It seems like years ago the first shoe of the sub-prime mortgage/real estate collapse dropped with Bear Stearns selling itself at a massive discount as a way to get out of all the bad mortgage backed corporate paper they bought. This only happened in March. Now, it seems like the other shoe is falling with: (i) stories about Freddie Mac and Fannie Mae both being in financial trouble; (ii) The government stepping in and taking over IndyMac Bancorp, a California based bank worth an estimated $32 billion, due to a massive withdrawals of money by customers started by rumors the bank had too many bad mortgages on the books and would collapse (well, I did predict a mid-tier bank would go down in the 2nd half of 2008); and (iii) the Government of Canada changing the mortgage rules to eliminate the 40 year mortgage and the zero-down mortgage to prevent an American style real estate bubble (although some argue that the horse is out of the barn already). All this happened in 5 days. Wow.
The Freddie Mac/Fannie Mae rumors are the particularly frightening ones. Remember that Bear Stearns was solvent when it was sold; Bear Sterns could not over-come the market panic, short-term cash crunch and a lack of a short-term lender to bail them out which lead to their demise.
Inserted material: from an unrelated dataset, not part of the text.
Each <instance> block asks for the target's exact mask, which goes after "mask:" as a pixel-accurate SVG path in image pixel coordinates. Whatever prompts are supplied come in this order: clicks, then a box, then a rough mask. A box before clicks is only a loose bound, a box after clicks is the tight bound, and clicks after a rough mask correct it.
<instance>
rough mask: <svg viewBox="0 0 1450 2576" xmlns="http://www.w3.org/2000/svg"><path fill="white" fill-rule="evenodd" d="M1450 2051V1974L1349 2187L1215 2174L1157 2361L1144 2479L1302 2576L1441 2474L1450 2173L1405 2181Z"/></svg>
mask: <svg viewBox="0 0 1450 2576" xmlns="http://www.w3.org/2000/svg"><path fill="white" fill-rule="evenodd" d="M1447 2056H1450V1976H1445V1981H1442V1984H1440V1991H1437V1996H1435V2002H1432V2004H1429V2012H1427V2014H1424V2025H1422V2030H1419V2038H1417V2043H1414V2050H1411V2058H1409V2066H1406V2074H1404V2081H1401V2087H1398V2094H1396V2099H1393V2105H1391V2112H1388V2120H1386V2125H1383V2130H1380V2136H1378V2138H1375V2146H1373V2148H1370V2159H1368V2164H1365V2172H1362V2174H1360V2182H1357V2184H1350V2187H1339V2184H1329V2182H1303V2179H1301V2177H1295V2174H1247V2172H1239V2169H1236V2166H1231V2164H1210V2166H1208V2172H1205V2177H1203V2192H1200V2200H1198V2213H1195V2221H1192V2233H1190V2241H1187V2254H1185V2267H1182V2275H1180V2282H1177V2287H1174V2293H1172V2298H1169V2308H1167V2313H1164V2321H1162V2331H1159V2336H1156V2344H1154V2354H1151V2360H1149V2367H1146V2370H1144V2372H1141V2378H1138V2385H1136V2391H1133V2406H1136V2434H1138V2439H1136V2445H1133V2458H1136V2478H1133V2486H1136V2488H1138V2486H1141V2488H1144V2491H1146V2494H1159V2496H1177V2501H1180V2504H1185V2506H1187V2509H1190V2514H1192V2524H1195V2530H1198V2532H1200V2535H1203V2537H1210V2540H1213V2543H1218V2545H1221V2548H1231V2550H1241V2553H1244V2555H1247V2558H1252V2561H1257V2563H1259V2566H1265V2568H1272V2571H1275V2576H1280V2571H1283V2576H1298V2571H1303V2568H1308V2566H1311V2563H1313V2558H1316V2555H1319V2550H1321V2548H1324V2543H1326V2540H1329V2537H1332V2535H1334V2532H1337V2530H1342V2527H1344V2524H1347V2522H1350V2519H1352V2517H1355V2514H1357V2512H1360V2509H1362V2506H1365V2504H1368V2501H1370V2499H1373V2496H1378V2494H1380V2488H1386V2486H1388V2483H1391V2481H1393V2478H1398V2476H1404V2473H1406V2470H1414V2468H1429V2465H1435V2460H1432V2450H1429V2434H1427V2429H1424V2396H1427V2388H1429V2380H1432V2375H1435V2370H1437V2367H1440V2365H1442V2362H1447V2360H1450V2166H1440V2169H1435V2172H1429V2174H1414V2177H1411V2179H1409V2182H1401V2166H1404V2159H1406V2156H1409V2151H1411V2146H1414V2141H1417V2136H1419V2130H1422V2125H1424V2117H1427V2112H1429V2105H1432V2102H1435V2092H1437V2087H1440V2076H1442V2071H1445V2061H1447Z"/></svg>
It almost appears, to quote Yogi Berra, its deja vu all over again as we are seeing Bear Stearns part II. Freddie and Fannie buy mortgages off the banks so that banks can lend out more mortgages because they are not on their balance sheet; without them, the mortgage market would be considerably smaller and many people would not qualify for a mortgage. There’s really two things that can happen in this climate: (i) do nothing and hope the market comes to their senses; or (ii) government bail-out. Option (i) is not plausible in an election year (this post was written before the Feds announced Sunday night it would take steps to prop up Freddie and Fannie).
So what are we to make of these three events if we connect the dots.
- Only a pollyanna would believe we are not in trouble in the short-term. It takes years for a traumatic effect like the subprime/real estate collapse to work its way through the system. Unlike the tech crash, where the damage was confined to day-traders, a real estate collapse and a banking crisis affects everyone on a day to day basis. Governments hate make it harder for the voters to do or get anything so you know that the Canadian government is worried if they are making it harder for us to get a mortgage; although the spin was very effective, a minority government changing the rules to make it harder to get something shows you how serious the issue is since this should be against every political instinct of a government seeking majority status.